Al respecto, Eva Illouz acuña concepto de capitalismo emocional. Un tipo de negocio que desde los años 90 vio en las emociones una excelente materia prima para la publicidad y la cultura en general. La erotización de la realidad, y, sobre todo, su separación de otras dimensiones de la vida y del ser humano, ahondó en nuestra alienación, dicen investigadores sociales, psiquiatras y psicólogos. Nos hemos vuelto cínicos adquiriendo productos que poco tienen que ver con nosotros y nos habituamos a pagar por los ratos de placer con un desolador sufrimiento de fracaso existencial, desconexión con el otro y con nosotros mismos. Nos consumimos en relaciones que no tienen nada que ver con nuestra experiencia de la realidad. El alemán en esta vorágine de oferta de cuerpos que no quiere entender, pero en los que necesita adentrarse para mantenerse en el circuito de la cultura emocional y que funciona de forma paralela al mercado, es una representación perfecta de una masculinidad dañada. Expresa el síndrome de abuso narcisista, adicción al sexo, o, en general, el número creciente de los casos de alexitimia. Nat viene del otro lado de esta historia. Envuelta en el manto de la inquietud permanente, representa al unicornio blanco en el momento justo antes de que Dalí la penetrase y abandonase tendida en el suelo para seguir con sus hazañas. Para las mujeres no hay viagra, y por lo visto no nos atrae tanto la pornografía. En nuestro caso la medicalización de la sexualidad (lee: mercantilización del deseo), no sólo que no está dando los resultados esperados, sino que, además, da pie a numerosas críticas por tratar la sexualidad de forma instrumental. Se dice que Nat levanta odio. Puede que no sea que haya tantas personas que la odien, sino que todas éstas esperan que Nat salve los últimos estragos de la libertad para crear relaciones plenas. Ella misma. ¿Ella misma puede con tal obra en una situación de soledad que la hace vulnerable y que los gallos de turno aprovechan para asaltarla a cada paso que da? Esta ultra soledad de Nat también se debe al proceso ampliamente descrito de acallar toda expresión de la emocionalidad femenina y su borrado de la esfera pública, paso necesario para la dominación masculina. 
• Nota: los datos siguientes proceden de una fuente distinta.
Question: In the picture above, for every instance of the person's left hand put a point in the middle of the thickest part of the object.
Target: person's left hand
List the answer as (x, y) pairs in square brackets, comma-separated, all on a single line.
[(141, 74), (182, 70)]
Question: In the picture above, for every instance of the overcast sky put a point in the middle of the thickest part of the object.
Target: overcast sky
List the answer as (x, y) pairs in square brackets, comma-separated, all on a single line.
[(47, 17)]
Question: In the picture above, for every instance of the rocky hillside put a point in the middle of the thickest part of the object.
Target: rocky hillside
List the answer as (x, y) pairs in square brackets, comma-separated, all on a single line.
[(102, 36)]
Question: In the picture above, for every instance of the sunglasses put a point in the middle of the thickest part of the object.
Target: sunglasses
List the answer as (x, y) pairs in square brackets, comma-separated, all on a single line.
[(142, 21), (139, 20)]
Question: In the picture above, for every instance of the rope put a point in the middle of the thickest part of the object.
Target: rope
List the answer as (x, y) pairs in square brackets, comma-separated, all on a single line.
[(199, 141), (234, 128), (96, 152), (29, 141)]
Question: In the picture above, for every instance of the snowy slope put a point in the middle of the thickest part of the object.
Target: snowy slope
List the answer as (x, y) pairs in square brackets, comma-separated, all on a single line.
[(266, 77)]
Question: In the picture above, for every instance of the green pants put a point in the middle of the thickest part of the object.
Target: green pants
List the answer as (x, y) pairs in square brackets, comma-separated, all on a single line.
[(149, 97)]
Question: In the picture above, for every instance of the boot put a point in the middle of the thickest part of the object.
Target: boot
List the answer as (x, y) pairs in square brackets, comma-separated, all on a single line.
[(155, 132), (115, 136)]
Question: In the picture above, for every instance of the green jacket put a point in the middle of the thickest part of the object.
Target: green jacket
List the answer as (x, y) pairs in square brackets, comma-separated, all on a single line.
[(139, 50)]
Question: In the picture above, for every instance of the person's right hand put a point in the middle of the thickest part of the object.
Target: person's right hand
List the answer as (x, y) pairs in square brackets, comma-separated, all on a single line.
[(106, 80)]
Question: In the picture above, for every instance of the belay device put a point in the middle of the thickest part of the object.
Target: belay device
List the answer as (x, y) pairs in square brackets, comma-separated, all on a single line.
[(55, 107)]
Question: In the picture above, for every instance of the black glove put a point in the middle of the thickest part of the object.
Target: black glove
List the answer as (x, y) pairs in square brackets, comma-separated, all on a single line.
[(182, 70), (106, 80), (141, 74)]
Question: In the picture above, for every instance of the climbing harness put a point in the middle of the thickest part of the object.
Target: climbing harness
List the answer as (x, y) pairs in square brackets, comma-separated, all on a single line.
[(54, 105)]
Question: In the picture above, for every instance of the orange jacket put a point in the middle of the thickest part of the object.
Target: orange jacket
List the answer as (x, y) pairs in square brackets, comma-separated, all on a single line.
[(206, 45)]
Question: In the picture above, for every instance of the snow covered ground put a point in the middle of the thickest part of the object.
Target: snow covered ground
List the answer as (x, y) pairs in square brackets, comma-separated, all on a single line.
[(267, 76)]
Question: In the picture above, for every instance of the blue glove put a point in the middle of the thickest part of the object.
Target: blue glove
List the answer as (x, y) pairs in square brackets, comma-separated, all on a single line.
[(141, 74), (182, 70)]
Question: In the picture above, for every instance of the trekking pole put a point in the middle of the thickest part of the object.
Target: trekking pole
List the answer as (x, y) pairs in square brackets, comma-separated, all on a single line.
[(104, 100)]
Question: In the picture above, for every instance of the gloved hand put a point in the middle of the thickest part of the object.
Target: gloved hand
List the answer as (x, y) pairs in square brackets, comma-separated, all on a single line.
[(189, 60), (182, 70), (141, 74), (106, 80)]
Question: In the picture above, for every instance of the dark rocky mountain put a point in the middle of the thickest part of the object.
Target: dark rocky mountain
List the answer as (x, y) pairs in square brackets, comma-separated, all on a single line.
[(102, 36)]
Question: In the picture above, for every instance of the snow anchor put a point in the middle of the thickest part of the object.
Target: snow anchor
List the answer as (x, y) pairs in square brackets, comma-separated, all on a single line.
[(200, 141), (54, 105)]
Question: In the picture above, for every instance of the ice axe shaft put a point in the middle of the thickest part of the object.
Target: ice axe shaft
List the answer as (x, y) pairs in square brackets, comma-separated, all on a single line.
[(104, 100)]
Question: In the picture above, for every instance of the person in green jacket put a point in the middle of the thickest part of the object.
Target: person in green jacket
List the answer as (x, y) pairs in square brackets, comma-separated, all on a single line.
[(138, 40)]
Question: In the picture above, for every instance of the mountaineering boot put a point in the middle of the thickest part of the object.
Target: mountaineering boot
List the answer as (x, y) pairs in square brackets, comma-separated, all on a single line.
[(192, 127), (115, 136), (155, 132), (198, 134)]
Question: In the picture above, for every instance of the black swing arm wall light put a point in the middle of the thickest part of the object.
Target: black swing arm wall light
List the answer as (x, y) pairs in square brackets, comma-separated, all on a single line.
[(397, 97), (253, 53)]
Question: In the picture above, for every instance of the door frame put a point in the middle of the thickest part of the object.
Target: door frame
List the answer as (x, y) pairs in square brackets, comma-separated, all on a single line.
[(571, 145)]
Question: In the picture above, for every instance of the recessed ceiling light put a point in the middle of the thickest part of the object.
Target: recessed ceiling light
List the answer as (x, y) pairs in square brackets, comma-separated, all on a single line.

Ninguna crítica aborda a los vecinos como elementos de una comunidad donde el tema de la sexualidad se soterra como un asunto privado, aunque todos se acuestan con todos y a partir de ésta realidad, de las más íntimas, se crean las filias y redes que ponen en marcha a la comunidad entera. Nadie se acuerda de que el “individualismo afectivo”, a la par de liberarnos de ciertas opresiones, nos hizo más vulnerables frente al abandono, engaño, u otro tipo de maltrato desarrollado dentro de la pareja. ¿A quién no conviene desvelar los pormenores de las relaciones humanas y por qué? ¿Tendrá razón Silvia Federicci, que declara que son los mismos que fundaron los códigos normativos complejos y los contratos onerosos, pero sólo para asegurar la acumulación de su capital económico? ¿Por qué no podemos hablar de los desengaños amorosos públicamente si es la causa más frecuente de las depresiones y de las crisis existenciales? Quizás, para que esto comience a suceder, hacía falta que Coixet nos estruje los ojos con los muñones de los amantes como Nat y Stefan. El problema es que, una vez descuartizado el unicornio blanco, se nos fueron las palabras que podrían expresar algo más que ganas de copular inducidas por los sistemas especializados en la alienación humana. Nos faltan imaginarios que ponen en valor el encuentro amoroso ensamblado en la necesidad de ser reconocido y valorado por el otro, que crea vínculos de la unión y de la plenitud y que estos hace falta cuidar para que perduren.

Las, los investigadores sociales y especialistas de la salud tan sólo pueden apuntar todas éstas cuestiones después de sufrir con la película de Isabel Coixet a uno de los dramas más extendidos de la época. Esperemos que la colega artista, una vez proyectada la sombra, tenga en cuenta la necesidad de visualizar las alternativas del embrollo al que nos ha metido.